In preparation for the event later this month, RAISEfashion has matched each brand with an advisor who is providing tactical support in areas such as pricing model, distribution strategy and best practices for retail partnerships, Joor said. The nonprofit’s volunteer advisory network includes more than 200 industry leaders with experience across branding, marketing and communications, digital strategy, creative content, merchandising, sales, and business development.

“Black brands are at a disadvantage when it comes to breaking into the retail industry due to high barriers of entry, often determined by personal connections and access to capital,” Divya Mathur, a RAISEfashion advisory board member, said in a statement. “With partnerships like the one with JOOR, RAISEfashion is able to offer both the mentorship and digital platform to successfully connect Black designers with prospective retailers to improve overall representation.”

Lids will embroider custom designs in honor of Black History Month

Lids offers free custom hat designs

Among the brands marking Black History Month is Lids. In honor of the occasion, the headwear retailer will allow customers to receive one of four commemorative designs embroidered on the side of any hat purchased this month. The offer, limited to one per customer, will be available only at locations in the United States and Canada with a “Custom Lids” zone.
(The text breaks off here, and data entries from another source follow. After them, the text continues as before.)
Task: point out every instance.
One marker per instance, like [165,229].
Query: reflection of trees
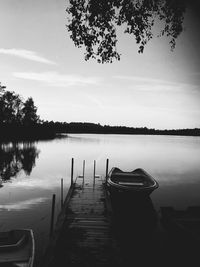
[16,157]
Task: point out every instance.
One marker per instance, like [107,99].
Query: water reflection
[135,222]
[15,157]
[22,205]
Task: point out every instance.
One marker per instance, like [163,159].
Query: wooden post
[83,171]
[94,168]
[52,213]
[107,163]
[72,171]
[61,193]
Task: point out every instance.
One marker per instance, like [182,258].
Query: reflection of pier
[94,229]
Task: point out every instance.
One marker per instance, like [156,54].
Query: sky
[157,89]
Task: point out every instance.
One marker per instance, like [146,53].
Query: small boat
[136,183]
[17,248]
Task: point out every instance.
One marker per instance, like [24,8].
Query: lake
[32,172]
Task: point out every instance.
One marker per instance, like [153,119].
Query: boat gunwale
[30,236]
[134,187]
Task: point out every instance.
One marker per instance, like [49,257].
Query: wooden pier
[92,232]
[83,233]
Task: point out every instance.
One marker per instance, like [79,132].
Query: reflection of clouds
[35,183]
[22,205]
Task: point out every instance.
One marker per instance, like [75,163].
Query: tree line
[15,111]
[19,121]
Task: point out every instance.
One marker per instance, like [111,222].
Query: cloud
[26,54]
[56,79]
[143,79]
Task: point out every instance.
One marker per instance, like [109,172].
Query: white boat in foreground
[17,248]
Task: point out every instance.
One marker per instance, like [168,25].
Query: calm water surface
[31,173]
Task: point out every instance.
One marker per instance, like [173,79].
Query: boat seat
[12,246]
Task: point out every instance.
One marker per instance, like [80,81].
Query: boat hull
[140,183]
[17,248]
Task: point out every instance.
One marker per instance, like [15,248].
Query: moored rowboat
[136,183]
[17,248]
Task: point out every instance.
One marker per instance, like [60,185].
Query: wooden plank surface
[86,237]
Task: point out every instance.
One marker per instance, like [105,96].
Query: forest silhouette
[19,121]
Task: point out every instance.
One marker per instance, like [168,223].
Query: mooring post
[72,171]
[83,170]
[94,168]
[52,213]
[61,193]
[107,163]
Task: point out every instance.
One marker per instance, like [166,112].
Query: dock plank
[85,238]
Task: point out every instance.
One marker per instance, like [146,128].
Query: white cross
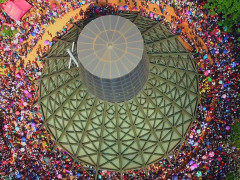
[71,57]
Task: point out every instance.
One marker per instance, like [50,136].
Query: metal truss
[127,135]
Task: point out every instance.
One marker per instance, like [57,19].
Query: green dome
[130,134]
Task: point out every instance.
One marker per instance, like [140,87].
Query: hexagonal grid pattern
[127,135]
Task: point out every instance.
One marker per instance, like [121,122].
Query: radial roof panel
[110,41]
[130,134]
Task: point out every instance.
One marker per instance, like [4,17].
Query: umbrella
[211,154]
[194,166]
[191,162]
[228,128]
[34,34]
[199,174]
[151,15]
[224,96]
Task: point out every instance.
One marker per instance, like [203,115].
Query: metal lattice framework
[127,135]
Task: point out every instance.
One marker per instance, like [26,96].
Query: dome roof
[130,134]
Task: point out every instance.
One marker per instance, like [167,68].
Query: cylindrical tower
[113,62]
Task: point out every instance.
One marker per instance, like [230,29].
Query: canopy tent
[16,9]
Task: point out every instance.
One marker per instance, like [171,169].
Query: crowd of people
[26,151]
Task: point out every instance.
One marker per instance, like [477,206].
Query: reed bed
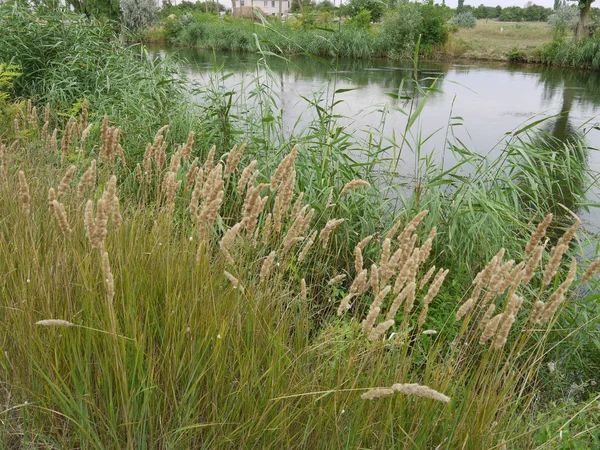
[190,314]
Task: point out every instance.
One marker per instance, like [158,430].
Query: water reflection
[489,99]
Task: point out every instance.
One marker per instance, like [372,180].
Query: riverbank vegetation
[278,289]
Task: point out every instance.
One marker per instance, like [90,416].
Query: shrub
[433,29]
[464,19]
[564,20]
[375,7]
[400,29]
[138,14]
[361,20]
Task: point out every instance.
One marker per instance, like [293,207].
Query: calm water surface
[490,99]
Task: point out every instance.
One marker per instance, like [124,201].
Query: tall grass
[161,349]
[572,53]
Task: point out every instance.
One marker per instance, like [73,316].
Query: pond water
[490,99]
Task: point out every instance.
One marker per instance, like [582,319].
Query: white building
[270,7]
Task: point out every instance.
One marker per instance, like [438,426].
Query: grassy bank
[161,294]
[148,321]
[496,41]
[490,40]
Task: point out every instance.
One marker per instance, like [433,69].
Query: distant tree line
[529,13]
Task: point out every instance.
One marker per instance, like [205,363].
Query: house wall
[270,7]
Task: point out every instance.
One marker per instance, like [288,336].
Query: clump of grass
[216,340]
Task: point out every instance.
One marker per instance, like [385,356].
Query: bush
[563,20]
[361,20]
[375,7]
[433,29]
[399,30]
[138,14]
[581,53]
[464,19]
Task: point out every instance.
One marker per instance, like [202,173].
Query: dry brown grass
[492,40]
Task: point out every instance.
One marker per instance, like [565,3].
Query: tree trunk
[583,26]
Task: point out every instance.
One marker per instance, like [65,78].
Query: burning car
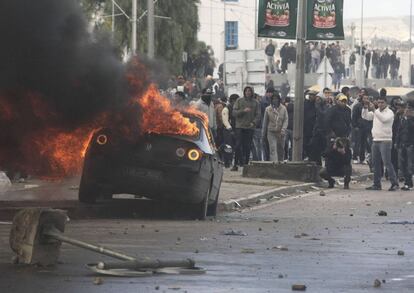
[179,168]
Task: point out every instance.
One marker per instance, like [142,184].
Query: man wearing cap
[383,119]
[247,112]
[338,120]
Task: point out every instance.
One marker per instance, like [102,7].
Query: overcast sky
[375,8]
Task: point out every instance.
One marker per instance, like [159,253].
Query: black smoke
[46,49]
[48,52]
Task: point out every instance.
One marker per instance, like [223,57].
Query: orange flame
[158,116]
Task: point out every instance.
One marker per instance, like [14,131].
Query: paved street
[335,243]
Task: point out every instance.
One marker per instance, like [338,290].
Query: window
[232,34]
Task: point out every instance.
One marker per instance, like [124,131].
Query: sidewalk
[236,192]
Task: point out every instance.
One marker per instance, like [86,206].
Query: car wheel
[88,192]
[200,209]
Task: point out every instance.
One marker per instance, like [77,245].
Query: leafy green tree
[173,36]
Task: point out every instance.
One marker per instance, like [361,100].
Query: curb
[276,194]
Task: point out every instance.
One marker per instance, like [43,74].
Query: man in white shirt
[383,118]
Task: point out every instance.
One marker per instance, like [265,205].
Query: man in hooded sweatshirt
[247,113]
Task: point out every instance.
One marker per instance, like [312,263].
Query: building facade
[228,25]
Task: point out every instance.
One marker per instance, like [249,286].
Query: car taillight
[180,152]
[194,155]
[102,139]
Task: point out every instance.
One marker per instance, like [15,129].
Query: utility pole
[299,84]
[134,28]
[409,54]
[151,30]
[361,65]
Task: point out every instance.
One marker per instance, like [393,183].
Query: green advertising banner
[277,19]
[325,20]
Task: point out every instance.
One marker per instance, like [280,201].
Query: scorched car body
[172,168]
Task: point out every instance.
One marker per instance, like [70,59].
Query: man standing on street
[270,53]
[383,119]
[246,110]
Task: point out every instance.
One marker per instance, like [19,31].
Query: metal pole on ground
[134,28]
[409,54]
[299,83]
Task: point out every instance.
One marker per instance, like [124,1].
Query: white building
[230,22]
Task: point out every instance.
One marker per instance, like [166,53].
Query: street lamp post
[299,83]
[409,54]
[361,65]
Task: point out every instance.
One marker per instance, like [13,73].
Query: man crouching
[338,162]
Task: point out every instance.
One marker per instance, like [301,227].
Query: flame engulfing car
[174,168]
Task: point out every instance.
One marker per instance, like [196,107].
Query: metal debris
[247,250]
[298,288]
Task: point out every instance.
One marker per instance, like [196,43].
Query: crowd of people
[338,129]
[378,64]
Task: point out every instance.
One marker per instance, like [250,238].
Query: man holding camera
[383,119]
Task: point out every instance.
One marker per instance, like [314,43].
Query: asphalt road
[332,243]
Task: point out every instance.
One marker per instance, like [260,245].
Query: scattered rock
[298,287]
[382,213]
[98,281]
[280,247]
[232,232]
[15,260]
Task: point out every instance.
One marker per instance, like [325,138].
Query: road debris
[298,287]
[377,283]
[400,222]
[280,247]
[247,250]
[232,232]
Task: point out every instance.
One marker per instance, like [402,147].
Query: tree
[173,36]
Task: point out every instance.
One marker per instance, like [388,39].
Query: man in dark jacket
[362,128]
[289,131]
[247,112]
[338,118]
[338,162]
[270,52]
[318,141]
[405,146]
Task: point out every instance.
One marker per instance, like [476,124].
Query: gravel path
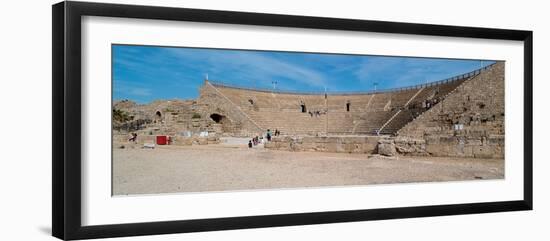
[169,169]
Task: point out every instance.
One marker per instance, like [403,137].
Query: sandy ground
[168,169]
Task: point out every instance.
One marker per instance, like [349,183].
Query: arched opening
[303,108]
[217,118]
[223,121]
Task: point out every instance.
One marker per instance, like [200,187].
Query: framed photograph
[172,120]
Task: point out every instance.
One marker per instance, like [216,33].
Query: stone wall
[234,121]
[469,122]
[345,144]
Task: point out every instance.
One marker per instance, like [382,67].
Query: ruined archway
[217,118]
[157,117]
[222,120]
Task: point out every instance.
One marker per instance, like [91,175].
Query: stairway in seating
[392,128]
[236,106]
[443,98]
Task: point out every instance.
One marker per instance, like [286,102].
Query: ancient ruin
[462,116]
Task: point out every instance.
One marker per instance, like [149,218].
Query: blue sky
[147,73]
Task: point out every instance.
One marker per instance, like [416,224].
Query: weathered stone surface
[325,144]
[477,107]
[386,147]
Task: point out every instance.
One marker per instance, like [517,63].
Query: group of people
[316,113]
[133,137]
[258,139]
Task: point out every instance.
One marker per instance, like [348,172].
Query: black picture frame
[66,75]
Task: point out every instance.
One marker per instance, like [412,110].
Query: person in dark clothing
[133,138]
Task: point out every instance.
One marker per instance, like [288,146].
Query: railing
[280,91]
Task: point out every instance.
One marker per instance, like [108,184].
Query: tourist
[133,138]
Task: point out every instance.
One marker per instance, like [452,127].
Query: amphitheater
[462,116]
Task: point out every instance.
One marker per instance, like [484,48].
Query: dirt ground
[222,167]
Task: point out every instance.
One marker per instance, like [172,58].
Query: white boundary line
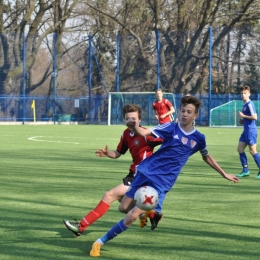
[34,138]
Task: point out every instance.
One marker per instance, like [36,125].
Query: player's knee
[122,208]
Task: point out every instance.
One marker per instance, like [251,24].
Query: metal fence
[68,109]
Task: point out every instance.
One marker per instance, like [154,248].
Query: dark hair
[191,100]
[245,88]
[132,108]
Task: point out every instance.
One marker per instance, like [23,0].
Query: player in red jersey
[140,148]
[163,108]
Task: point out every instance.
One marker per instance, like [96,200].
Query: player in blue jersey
[161,169]
[249,135]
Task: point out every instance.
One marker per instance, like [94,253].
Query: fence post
[54,75]
[24,75]
[210,71]
[90,77]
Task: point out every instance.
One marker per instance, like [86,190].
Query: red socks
[94,215]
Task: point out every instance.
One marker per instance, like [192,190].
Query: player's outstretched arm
[107,153]
[211,162]
[139,130]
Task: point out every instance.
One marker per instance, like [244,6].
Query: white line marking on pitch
[35,138]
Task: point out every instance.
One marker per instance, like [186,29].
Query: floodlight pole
[118,62]
[158,46]
[54,75]
[24,75]
[210,72]
[90,77]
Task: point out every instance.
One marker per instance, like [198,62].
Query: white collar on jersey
[187,133]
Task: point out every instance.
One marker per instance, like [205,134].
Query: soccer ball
[146,198]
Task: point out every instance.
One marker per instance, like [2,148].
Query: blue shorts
[250,138]
[141,180]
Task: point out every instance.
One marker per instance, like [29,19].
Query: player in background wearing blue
[249,135]
[161,169]
[139,148]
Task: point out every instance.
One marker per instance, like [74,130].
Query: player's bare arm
[107,153]
[253,117]
[212,163]
[139,130]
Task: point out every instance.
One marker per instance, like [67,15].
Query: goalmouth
[116,101]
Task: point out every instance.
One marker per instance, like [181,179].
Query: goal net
[145,100]
[226,115]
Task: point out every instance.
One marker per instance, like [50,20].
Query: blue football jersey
[164,166]
[249,110]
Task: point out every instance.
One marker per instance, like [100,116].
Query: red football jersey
[162,108]
[139,147]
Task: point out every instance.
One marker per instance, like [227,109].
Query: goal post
[226,115]
[116,101]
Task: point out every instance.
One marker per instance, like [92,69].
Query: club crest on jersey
[136,142]
[192,143]
[184,140]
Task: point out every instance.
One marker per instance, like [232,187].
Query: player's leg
[242,156]
[102,207]
[252,136]
[154,215]
[117,229]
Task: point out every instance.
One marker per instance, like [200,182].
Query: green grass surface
[49,173]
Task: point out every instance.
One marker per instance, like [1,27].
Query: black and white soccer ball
[146,198]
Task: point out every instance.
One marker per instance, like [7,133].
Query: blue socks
[114,231]
[257,159]
[243,160]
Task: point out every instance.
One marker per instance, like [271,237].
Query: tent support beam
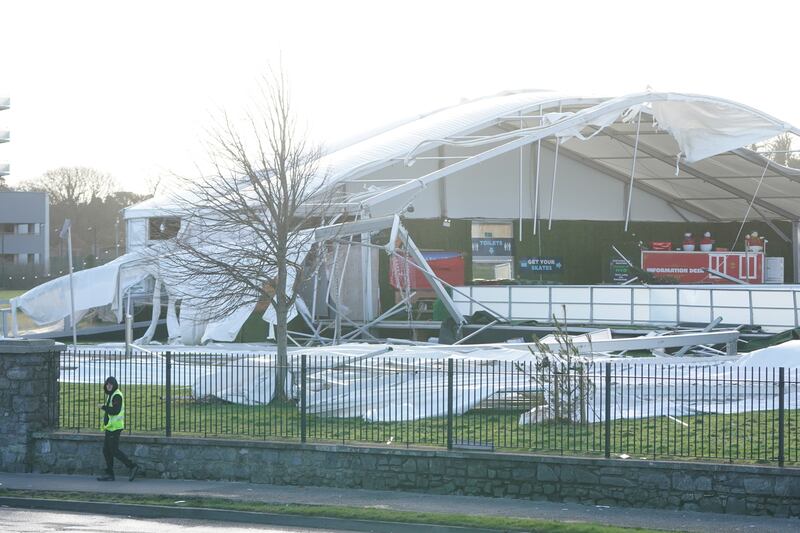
[772,226]
[760,160]
[796,249]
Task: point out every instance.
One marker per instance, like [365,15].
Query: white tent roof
[703,137]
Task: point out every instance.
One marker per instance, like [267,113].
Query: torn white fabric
[704,128]
[94,287]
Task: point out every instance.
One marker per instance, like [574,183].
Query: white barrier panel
[773,306]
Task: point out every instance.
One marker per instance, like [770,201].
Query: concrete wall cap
[17,346]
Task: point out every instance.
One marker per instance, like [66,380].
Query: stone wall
[676,485]
[28,397]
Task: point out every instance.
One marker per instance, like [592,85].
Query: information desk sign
[703,267]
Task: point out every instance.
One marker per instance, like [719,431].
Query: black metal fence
[630,408]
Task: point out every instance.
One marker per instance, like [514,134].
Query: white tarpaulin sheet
[94,288]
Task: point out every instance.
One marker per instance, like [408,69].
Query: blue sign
[493,246]
[543,265]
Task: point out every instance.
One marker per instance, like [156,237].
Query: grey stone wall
[28,383]
[676,485]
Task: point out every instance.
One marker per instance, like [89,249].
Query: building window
[492,250]
[163,228]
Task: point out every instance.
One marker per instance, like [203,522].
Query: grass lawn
[745,437]
[328,511]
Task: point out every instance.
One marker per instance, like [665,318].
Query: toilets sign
[493,247]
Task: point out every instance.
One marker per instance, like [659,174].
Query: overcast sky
[130,88]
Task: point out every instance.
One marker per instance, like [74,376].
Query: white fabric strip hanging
[633,170]
[536,194]
[553,187]
[519,190]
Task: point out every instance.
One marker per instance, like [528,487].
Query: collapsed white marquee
[682,130]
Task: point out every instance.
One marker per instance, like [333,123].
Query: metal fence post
[303,398]
[781,416]
[449,404]
[608,411]
[168,384]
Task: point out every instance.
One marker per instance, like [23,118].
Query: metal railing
[707,411]
[758,305]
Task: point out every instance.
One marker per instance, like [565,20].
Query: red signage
[701,267]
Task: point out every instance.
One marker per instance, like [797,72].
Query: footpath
[396,501]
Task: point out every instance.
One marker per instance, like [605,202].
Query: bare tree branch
[246,237]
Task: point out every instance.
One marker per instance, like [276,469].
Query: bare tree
[780,150]
[73,186]
[246,237]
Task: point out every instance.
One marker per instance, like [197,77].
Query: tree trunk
[281,332]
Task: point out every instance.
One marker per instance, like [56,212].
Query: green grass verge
[745,437]
[329,511]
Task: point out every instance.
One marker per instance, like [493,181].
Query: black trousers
[111,450]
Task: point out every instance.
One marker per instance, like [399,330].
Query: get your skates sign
[690,267]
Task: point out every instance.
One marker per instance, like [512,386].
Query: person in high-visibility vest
[113,424]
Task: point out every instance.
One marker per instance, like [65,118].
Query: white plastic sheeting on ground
[410,382]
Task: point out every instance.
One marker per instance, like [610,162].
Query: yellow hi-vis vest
[117,421]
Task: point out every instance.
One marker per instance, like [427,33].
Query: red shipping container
[447,265]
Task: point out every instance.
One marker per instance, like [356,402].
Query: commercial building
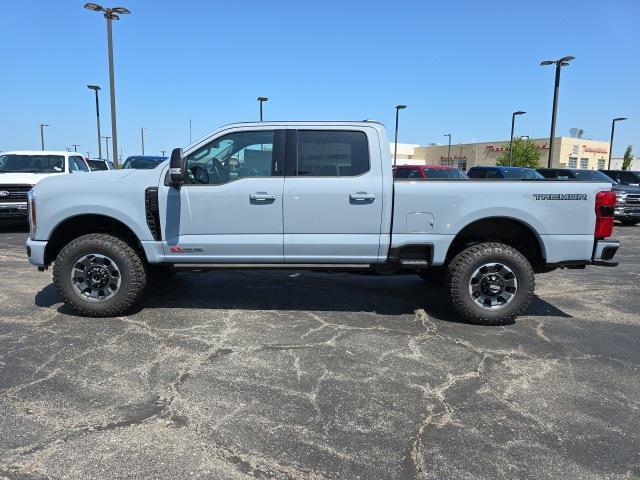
[568,152]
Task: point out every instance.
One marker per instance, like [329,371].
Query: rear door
[332,196]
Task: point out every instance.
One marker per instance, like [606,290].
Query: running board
[272,266]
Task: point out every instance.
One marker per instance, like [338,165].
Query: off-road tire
[131,266]
[462,267]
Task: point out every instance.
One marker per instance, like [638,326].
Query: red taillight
[605,203]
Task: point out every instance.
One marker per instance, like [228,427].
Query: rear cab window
[332,153]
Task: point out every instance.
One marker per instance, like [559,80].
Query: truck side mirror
[176,168]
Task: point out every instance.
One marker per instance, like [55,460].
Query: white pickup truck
[21,170]
[311,195]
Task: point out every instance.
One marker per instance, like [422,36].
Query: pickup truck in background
[21,170]
[311,195]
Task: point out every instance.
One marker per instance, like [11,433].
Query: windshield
[591,175]
[443,173]
[144,163]
[31,163]
[522,173]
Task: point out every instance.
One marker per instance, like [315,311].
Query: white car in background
[21,170]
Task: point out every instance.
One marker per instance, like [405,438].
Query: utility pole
[563,62]
[106,143]
[261,100]
[449,149]
[110,14]
[395,141]
[95,88]
[613,129]
[513,124]
[42,125]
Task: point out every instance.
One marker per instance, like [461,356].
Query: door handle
[362,197]
[261,197]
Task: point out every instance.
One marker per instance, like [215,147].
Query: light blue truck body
[288,219]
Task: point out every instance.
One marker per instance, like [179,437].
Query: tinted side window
[402,172]
[231,157]
[335,153]
[82,165]
[476,173]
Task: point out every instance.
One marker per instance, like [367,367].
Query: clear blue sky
[460,66]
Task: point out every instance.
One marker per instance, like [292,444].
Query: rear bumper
[13,209]
[35,252]
[604,251]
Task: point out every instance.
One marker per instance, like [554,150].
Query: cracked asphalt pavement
[302,375]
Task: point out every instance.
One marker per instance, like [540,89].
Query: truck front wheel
[99,275]
[490,283]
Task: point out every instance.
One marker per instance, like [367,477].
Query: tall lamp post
[142,138]
[513,123]
[261,100]
[449,149]
[95,88]
[110,14]
[563,62]
[42,125]
[613,128]
[395,141]
[106,144]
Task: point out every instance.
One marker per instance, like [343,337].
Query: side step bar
[272,266]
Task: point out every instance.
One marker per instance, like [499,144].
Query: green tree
[628,158]
[525,154]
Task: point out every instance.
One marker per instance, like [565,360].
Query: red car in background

Designs include a raised fist icon and the words “Black History Month” and “#blackhistory.”

Additionally, Lids said it will make donations to Black Women in Sport, a non-profit dedicated to increasing the involvement of Black women and girls in sport; the United Negro College Fund, a philanthropic organization that funds scholarships for Black students; the National Civil Rights Museum in Memphis, Tenn.; and the National Museum of African American History in Washington, D.C.